Die Tagung widmet sich Fragen im Spannungsfeld zwischen Religion, Gedächtnis und Transformation: Welches transformative Potential haben religiöse Erinnerungen, und welche außerreligiösen Kräfte wirken auf das religiöse Gedächtnis ein? Welche Rolle spielt die Transformation von Erinnerungen in religiösen Biographien, welchen Einfluss hat sie in religiösen Gemeinschaften? Inwiefern unterliegen materielle Gedächtnisträger wie Schriftstücke, Tempelanlagen oder Reliquien transformativen und interpretativen Prozessen (z.B. Umbau von Gebäuden, Glossierung oder Palimpsest bei Schriftträgern)? Wie werden Erinnerungstransformationen aktiv gestaltet oder beeinflusst? Gibt es heute neue Formen der Erinnerungsbildung und -konservierung (z.B. Blogs), die religiöse Gedächtnisbildungsprozesse ergänzen und beeinflussen? Was lässt sich über religiöses Vergessen sagen? Wie beeinflusst das „Gedächtnis“ wissenschaftlicher Historiographie rückwirkend die thematisierten religiösen Gemeinschaft und ihre Geschichtsentwürfe?

Diese Fragestellungen sollen lediglich der Inspiration dienen. Wir freuen uns über Vorschläge, die neue Aspekte einbringen oder die religionswissenschaftliche Sichtweise durch interdisziplinäre Anknüpfungspunkte erweitern.

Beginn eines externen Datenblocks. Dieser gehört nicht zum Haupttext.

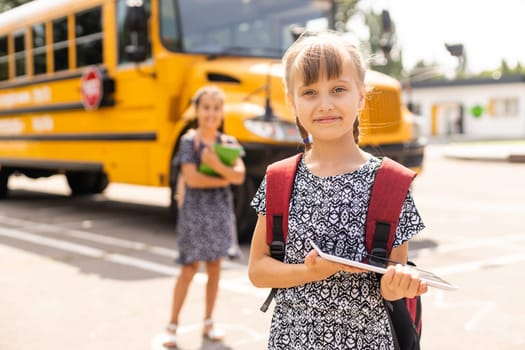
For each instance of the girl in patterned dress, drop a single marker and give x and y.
(321, 304)
(206, 218)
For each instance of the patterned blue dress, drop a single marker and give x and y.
(206, 220)
(345, 311)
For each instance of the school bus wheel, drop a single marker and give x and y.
(86, 182)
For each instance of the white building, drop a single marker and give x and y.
(476, 107)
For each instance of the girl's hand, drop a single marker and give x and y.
(210, 158)
(322, 268)
(401, 281)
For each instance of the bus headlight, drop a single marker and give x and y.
(275, 129)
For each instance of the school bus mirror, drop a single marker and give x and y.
(136, 18)
(136, 53)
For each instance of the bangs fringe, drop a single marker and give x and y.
(320, 61)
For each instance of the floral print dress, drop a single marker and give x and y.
(206, 220)
(345, 311)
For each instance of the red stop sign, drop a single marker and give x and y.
(91, 88)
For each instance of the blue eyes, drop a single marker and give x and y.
(336, 90)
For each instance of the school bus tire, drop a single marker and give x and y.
(86, 182)
(4, 180)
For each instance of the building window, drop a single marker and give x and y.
(39, 49)
(88, 37)
(504, 107)
(60, 45)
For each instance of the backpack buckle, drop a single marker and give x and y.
(378, 257)
(277, 250)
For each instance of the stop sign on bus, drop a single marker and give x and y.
(91, 88)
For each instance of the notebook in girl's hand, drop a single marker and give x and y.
(428, 277)
(228, 154)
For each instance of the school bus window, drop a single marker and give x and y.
(20, 54)
(4, 59)
(60, 45)
(88, 37)
(169, 29)
(39, 48)
(124, 34)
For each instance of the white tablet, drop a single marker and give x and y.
(428, 277)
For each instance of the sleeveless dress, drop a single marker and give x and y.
(206, 220)
(345, 311)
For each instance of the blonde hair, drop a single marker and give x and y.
(316, 55)
(208, 90)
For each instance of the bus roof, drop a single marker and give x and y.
(38, 11)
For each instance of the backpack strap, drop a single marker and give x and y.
(279, 183)
(389, 191)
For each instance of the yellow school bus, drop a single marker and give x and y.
(99, 90)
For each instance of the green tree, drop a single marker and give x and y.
(381, 44)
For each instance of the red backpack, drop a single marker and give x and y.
(388, 195)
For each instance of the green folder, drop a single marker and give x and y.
(228, 154)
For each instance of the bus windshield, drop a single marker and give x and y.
(261, 28)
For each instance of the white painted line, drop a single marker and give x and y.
(479, 264)
(501, 240)
(102, 239)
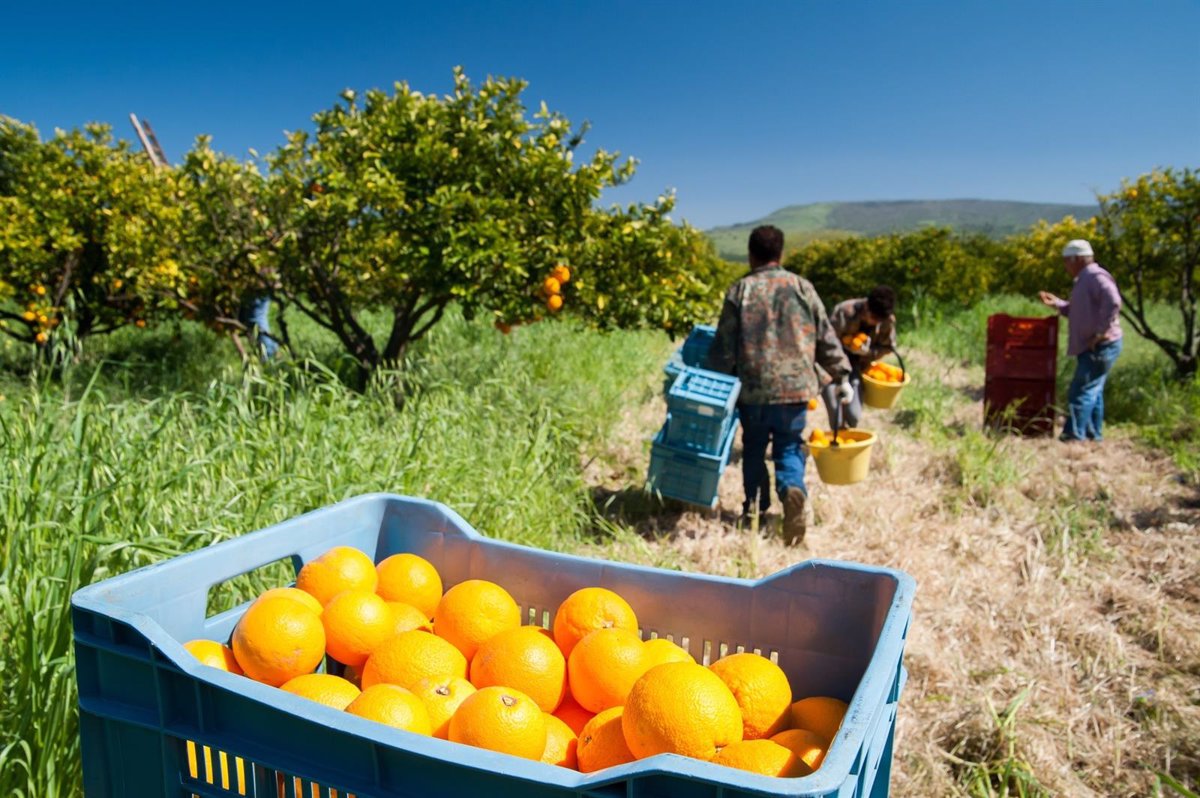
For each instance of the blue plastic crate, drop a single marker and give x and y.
(702, 433)
(835, 628)
(696, 346)
(684, 473)
(703, 393)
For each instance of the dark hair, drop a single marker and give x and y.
(766, 244)
(881, 301)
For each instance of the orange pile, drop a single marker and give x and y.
(587, 694)
(885, 372)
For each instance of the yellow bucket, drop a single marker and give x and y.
(845, 463)
(882, 395)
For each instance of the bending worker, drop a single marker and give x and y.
(772, 333)
(867, 328)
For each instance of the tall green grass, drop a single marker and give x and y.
(155, 447)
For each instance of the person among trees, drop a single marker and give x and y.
(772, 333)
(867, 328)
(1093, 339)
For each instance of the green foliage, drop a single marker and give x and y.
(1150, 232)
(88, 234)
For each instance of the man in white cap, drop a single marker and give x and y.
(1093, 339)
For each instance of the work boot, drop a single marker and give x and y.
(795, 523)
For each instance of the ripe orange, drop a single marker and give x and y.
(603, 742)
(214, 654)
(342, 568)
(411, 657)
(660, 651)
(681, 708)
(808, 745)
(388, 703)
(279, 640)
(588, 610)
(561, 744)
(323, 688)
(473, 611)
(761, 689)
(525, 659)
(762, 756)
(820, 714)
(501, 719)
(295, 594)
(406, 618)
(604, 667)
(442, 699)
(409, 579)
(573, 714)
(355, 624)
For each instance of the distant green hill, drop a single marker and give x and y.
(822, 220)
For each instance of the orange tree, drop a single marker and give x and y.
(88, 235)
(408, 203)
(227, 238)
(1149, 234)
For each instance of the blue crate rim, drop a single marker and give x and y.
(834, 771)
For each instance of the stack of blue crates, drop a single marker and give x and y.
(693, 448)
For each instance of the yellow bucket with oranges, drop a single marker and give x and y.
(882, 384)
(844, 459)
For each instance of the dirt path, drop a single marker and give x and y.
(1055, 642)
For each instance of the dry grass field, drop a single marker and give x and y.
(1055, 641)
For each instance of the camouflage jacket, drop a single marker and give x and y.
(847, 321)
(773, 331)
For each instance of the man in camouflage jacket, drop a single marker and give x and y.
(773, 330)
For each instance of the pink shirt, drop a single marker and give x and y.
(1093, 309)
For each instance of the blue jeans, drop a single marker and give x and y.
(783, 426)
(253, 315)
(1085, 397)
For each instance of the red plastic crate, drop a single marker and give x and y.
(1021, 363)
(1024, 406)
(1009, 331)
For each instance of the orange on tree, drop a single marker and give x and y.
(442, 699)
(501, 719)
(681, 708)
(277, 640)
(355, 624)
(660, 651)
(526, 659)
(406, 618)
(409, 657)
(820, 714)
(342, 568)
(323, 688)
(604, 666)
(573, 714)
(409, 579)
(762, 756)
(214, 654)
(473, 611)
(808, 745)
(561, 744)
(295, 594)
(394, 706)
(588, 610)
(761, 689)
(603, 742)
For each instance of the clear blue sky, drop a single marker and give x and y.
(742, 107)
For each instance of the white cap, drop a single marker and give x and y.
(1079, 246)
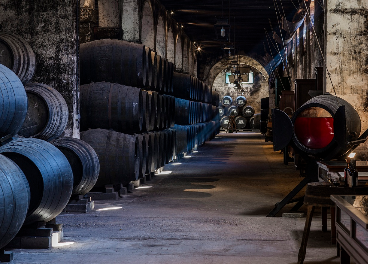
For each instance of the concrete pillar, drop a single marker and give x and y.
(51, 30)
(161, 38)
(346, 53)
(178, 54)
(170, 55)
(130, 20)
(108, 13)
(147, 33)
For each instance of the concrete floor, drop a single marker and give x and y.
(210, 209)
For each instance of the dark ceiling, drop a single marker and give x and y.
(249, 21)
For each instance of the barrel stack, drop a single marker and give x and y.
(131, 99)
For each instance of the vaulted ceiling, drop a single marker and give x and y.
(251, 22)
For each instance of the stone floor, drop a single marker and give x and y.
(209, 207)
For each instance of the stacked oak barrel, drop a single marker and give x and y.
(39, 170)
(128, 109)
(243, 114)
(196, 113)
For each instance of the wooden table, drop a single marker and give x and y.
(352, 227)
(318, 194)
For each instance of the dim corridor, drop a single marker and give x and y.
(209, 207)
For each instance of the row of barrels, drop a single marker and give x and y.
(189, 137)
(227, 100)
(132, 64)
(125, 158)
(245, 111)
(241, 122)
(190, 112)
(124, 108)
(37, 177)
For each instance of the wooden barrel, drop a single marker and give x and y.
(84, 162)
(182, 112)
(118, 156)
(241, 122)
(111, 106)
(142, 154)
(226, 100)
(47, 114)
(248, 111)
(182, 85)
(17, 55)
(115, 61)
(241, 101)
(49, 175)
(14, 200)
(13, 103)
(225, 122)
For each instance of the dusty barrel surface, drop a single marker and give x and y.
(14, 191)
(315, 124)
(241, 122)
(114, 61)
(84, 162)
(17, 55)
(118, 156)
(241, 101)
(47, 114)
(112, 106)
(248, 111)
(49, 175)
(13, 102)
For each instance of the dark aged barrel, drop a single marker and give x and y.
(241, 122)
(14, 200)
(233, 110)
(49, 175)
(115, 61)
(47, 114)
(227, 100)
(13, 102)
(225, 122)
(142, 154)
(182, 85)
(111, 106)
(248, 111)
(241, 101)
(17, 55)
(315, 122)
(118, 156)
(84, 162)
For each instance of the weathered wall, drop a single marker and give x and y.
(253, 92)
(347, 53)
(50, 27)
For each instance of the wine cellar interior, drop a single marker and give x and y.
(162, 131)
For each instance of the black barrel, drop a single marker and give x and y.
(248, 111)
(142, 154)
(49, 175)
(47, 114)
(118, 156)
(13, 102)
(233, 111)
(321, 130)
(14, 200)
(241, 101)
(224, 122)
(183, 85)
(111, 106)
(115, 61)
(241, 122)
(84, 162)
(17, 55)
(226, 100)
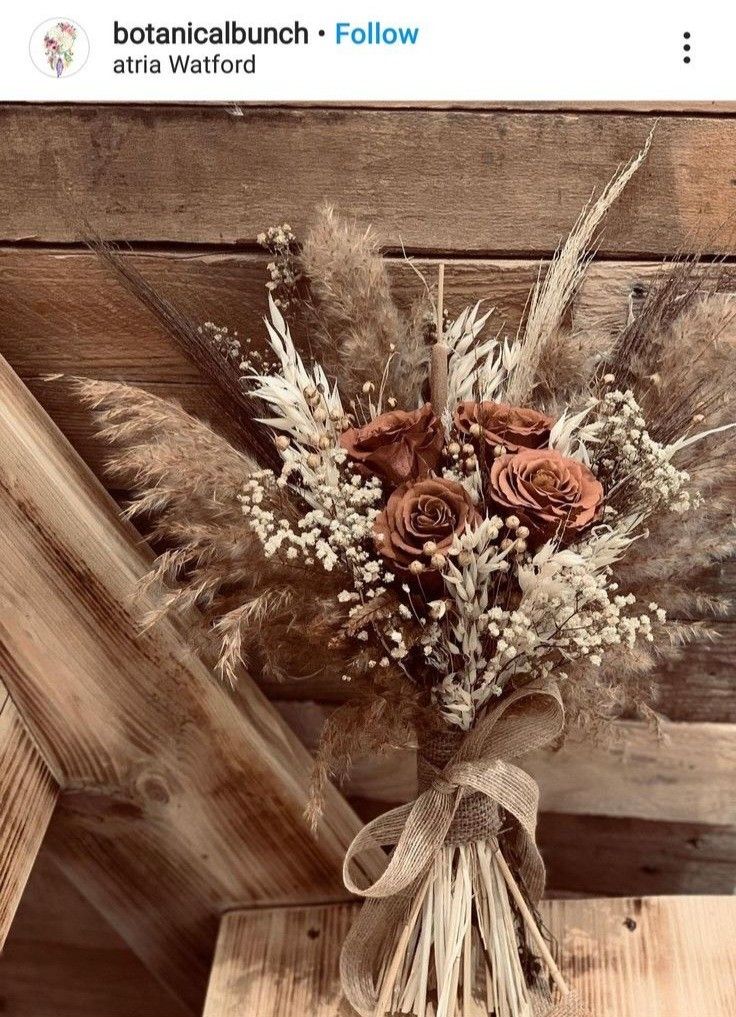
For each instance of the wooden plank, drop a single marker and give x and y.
(179, 802)
(62, 959)
(27, 796)
(62, 312)
(685, 777)
(589, 855)
(699, 688)
(598, 854)
(505, 182)
(659, 957)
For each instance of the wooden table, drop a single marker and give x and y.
(627, 957)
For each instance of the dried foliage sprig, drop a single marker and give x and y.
(544, 527)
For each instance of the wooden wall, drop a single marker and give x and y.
(490, 190)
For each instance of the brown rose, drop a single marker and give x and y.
(551, 494)
(512, 426)
(421, 520)
(396, 446)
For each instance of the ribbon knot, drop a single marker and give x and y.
(526, 719)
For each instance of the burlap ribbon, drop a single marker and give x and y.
(527, 719)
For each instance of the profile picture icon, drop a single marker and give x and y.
(59, 47)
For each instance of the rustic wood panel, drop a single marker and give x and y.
(659, 957)
(27, 796)
(62, 959)
(687, 776)
(701, 686)
(505, 182)
(178, 802)
(62, 313)
(589, 855)
(599, 854)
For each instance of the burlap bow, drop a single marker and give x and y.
(525, 720)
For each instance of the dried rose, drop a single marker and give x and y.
(421, 520)
(396, 446)
(500, 424)
(551, 494)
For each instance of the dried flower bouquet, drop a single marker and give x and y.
(489, 540)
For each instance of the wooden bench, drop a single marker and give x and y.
(627, 957)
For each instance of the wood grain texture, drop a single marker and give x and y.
(686, 776)
(63, 313)
(198, 174)
(653, 957)
(590, 855)
(178, 803)
(27, 796)
(600, 854)
(62, 959)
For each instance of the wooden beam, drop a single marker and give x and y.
(62, 959)
(27, 796)
(96, 328)
(659, 956)
(178, 802)
(684, 777)
(505, 182)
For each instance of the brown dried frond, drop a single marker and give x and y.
(553, 293)
(237, 412)
(567, 361)
(683, 361)
(161, 449)
(379, 719)
(359, 321)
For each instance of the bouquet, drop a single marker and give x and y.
(492, 540)
(59, 47)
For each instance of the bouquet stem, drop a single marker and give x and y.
(458, 953)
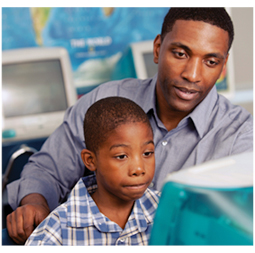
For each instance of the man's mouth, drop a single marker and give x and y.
(185, 94)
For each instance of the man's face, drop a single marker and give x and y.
(190, 60)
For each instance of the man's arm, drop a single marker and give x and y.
(21, 222)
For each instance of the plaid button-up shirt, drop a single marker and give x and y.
(79, 221)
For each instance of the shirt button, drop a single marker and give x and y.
(151, 184)
(164, 143)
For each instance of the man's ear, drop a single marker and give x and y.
(89, 159)
(156, 48)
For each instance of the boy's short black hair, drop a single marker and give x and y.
(214, 16)
(107, 114)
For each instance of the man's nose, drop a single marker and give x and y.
(192, 70)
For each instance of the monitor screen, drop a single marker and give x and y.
(37, 88)
(32, 88)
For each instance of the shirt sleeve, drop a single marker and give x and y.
(244, 138)
(47, 233)
(55, 169)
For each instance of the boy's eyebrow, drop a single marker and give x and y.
(187, 49)
(118, 145)
(124, 145)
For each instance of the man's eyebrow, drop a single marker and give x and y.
(179, 44)
(186, 48)
(149, 142)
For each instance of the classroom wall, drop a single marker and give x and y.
(243, 56)
(243, 47)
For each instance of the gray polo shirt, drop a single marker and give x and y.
(214, 129)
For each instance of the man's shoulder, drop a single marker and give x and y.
(124, 87)
(236, 113)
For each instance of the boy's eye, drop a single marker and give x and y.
(121, 157)
(149, 153)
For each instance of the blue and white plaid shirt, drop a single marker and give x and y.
(79, 221)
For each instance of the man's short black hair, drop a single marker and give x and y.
(107, 114)
(214, 16)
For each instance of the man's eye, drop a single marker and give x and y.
(180, 55)
(211, 63)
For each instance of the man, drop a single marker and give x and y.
(191, 122)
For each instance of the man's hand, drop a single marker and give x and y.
(21, 222)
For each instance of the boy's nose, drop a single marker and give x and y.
(137, 168)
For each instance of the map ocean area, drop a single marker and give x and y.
(94, 37)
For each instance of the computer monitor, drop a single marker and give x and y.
(208, 204)
(37, 88)
(137, 62)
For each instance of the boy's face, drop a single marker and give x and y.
(125, 162)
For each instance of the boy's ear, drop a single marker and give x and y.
(89, 159)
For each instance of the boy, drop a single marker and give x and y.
(114, 206)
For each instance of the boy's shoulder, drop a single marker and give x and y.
(150, 199)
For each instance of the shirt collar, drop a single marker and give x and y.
(149, 98)
(83, 212)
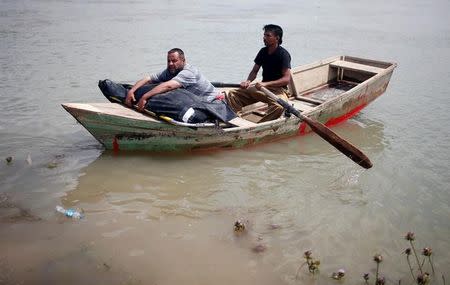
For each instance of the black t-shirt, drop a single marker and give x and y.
(273, 64)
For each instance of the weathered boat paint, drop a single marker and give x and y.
(119, 128)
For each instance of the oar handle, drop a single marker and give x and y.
(324, 132)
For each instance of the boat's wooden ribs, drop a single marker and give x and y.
(356, 66)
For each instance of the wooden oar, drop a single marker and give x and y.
(342, 145)
(224, 84)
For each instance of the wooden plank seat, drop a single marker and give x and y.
(356, 66)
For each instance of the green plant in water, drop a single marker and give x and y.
(313, 265)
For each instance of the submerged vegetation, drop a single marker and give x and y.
(422, 269)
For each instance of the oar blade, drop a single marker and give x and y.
(339, 143)
(324, 132)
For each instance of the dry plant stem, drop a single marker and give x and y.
(410, 267)
(298, 270)
(376, 274)
(431, 264)
(417, 259)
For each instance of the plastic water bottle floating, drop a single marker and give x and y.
(71, 212)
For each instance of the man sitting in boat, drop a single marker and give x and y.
(276, 64)
(178, 74)
(180, 92)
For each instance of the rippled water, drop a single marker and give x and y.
(164, 220)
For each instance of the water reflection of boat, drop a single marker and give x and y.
(190, 184)
(330, 91)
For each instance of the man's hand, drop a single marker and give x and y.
(259, 85)
(141, 104)
(245, 84)
(129, 100)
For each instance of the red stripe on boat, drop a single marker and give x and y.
(302, 128)
(115, 145)
(334, 121)
(343, 118)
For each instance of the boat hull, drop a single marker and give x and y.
(120, 128)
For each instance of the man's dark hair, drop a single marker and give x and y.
(277, 30)
(178, 50)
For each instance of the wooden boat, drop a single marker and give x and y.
(329, 91)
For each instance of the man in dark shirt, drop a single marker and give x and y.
(276, 64)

Die Tagung richtet sich speziell an promovierende oder frisch promovierte NachwuchswissenschaftlerInnen im Bereich der Religionsforschung (Religionswissenschaft, -geschichte und angrenzende Disziplinen). Im Umfeld der Tagung soll es außerdem ein Treffen zur besseren Vernetzung des religionswissenschaftlichen Nachwuchses geben.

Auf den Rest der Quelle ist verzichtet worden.